Redford Cemetery Association

ARBORISTSITE.COM CHAINSAW ENTHUSIAST GET-TOGETHER

DATE: 15 MARCH 2008

TIME:  9:00am-5:00pm

LOCATION: Redford Cemetery

 

Somewhat unusual as far as Redford Cemetery events usually go, this event was set up as a fun/work event for some of the chainsaw enthusiasts from arboristsite.com.  The purpose of this event was to raise awareness about Redford Cemetery, and also to get some stuff cut up!  As we had a couple large trees cut down this past winter and still need to get them cut up and removed, we figured that we might as well combine fun with work!
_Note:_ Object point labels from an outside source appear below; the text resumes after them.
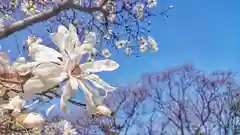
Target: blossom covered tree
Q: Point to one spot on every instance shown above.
(179, 101)
(82, 31)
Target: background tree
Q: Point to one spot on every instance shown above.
(118, 24)
(179, 101)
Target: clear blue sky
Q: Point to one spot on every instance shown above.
(203, 32)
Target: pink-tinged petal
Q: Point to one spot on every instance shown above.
(38, 85)
(43, 53)
(99, 83)
(63, 105)
(99, 66)
(33, 120)
(4, 63)
(48, 69)
(68, 91)
(74, 83)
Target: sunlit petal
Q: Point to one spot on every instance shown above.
(99, 83)
(43, 53)
(38, 85)
(48, 69)
(33, 120)
(99, 66)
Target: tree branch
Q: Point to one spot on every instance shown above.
(45, 15)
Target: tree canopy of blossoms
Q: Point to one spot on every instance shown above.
(84, 33)
(117, 23)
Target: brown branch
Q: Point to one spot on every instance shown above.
(45, 15)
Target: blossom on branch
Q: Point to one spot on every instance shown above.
(64, 67)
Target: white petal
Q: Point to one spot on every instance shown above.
(63, 105)
(4, 57)
(47, 69)
(23, 67)
(43, 53)
(85, 89)
(90, 38)
(50, 109)
(98, 82)
(58, 39)
(74, 83)
(4, 62)
(37, 85)
(67, 91)
(33, 120)
(62, 29)
(97, 97)
(99, 66)
(89, 44)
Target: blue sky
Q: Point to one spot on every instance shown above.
(205, 33)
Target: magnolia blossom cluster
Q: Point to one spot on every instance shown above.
(62, 127)
(146, 43)
(50, 68)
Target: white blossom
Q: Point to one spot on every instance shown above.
(28, 7)
(106, 53)
(65, 66)
(152, 3)
(153, 44)
(16, 104)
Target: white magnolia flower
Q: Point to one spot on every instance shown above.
(153, 44)
(28, 7)
(4, 63)
(64, 66)
(128, 51)
(30, 120)
(68, 129)
(171, 6)
(143, 48)
(152, 3)
(112, 17)
(121, 43)
(50, 109)
(139, 10)
(102, 110)
(1, 22)
(106, 53)
(58, 1)
(16, 104)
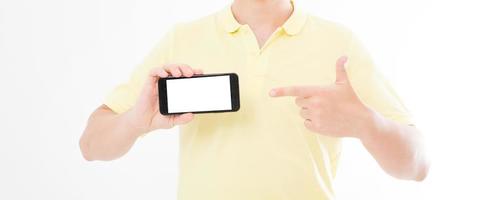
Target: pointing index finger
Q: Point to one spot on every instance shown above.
(295, 91)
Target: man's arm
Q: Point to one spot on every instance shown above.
(109, 135)
(336, 110)
(397, 148)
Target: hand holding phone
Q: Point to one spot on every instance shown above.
(145, 115)
(199, 94)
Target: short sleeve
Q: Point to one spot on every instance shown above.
(372, 87)
(124, 96)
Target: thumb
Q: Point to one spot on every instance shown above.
(182, 118)
(341, 74)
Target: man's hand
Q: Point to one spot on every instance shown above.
(336, 110)
(145, 115)
(333, 110)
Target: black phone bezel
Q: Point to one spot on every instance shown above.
(234, 93)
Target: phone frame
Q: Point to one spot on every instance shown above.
(234, 93)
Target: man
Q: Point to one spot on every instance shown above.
(305, 83)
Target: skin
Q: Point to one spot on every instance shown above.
(333, 110)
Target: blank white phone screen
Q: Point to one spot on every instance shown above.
(199, 94)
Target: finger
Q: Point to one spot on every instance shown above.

We had the good fortune to have nice weather and a good turnout.  A great deal was accomplished, with much of the resulting wood offered up on both Craigslist and Freecycle.

 

Work started along the south fence, where a large, damaged maple had earlier been cut down.  Volunteers started by cutting up the limbs to firewood length, and then set to work cutting up the massive trunk section!

 

A thick layer of wood chips and sawdust began to cover the ground, obscuring both grass and the remaining patches of snow!

 

Brush was separated from larger logs suitable for firewood.  The brush was stacked and will be chipped during an upcoming workday.

 

The large piece of trunk soon began to yield to the saw, as it was broken down into pieces that could be handled by people and without resort to heavy equipment.  Even when cut 8" thick, each "cookie" was heavy enough to require at least two sets of hands to tip it upright and roll it along its edge.

 

The next stop was the remains of the hollow maple along the south driveway.  This is the tree that had been used as a storage closet by a local homeless man who fancied himself a "resident" of the cemetery in past years.

 

After completing our work cutting up hollow maple and in felling and cutting up a medium-sized cherry, we stopped for lunch before moving on to our final task of the day: the willow adjacent to the parking area.  This tree had been dropping major limbs a few times per year over the past couple years, and had visible decay and shelf fungi at ground level and higher up in the tree.  Since we have been replanting the area near the willow with new, desirable trees, we figured it was a good time to remove the willow before it damaged any of our newly planted trees.  So in short order the tree was cut down, cut up, and the brush and firewood was separated for chipping and to be donated for use as a home heating fuel, respectively.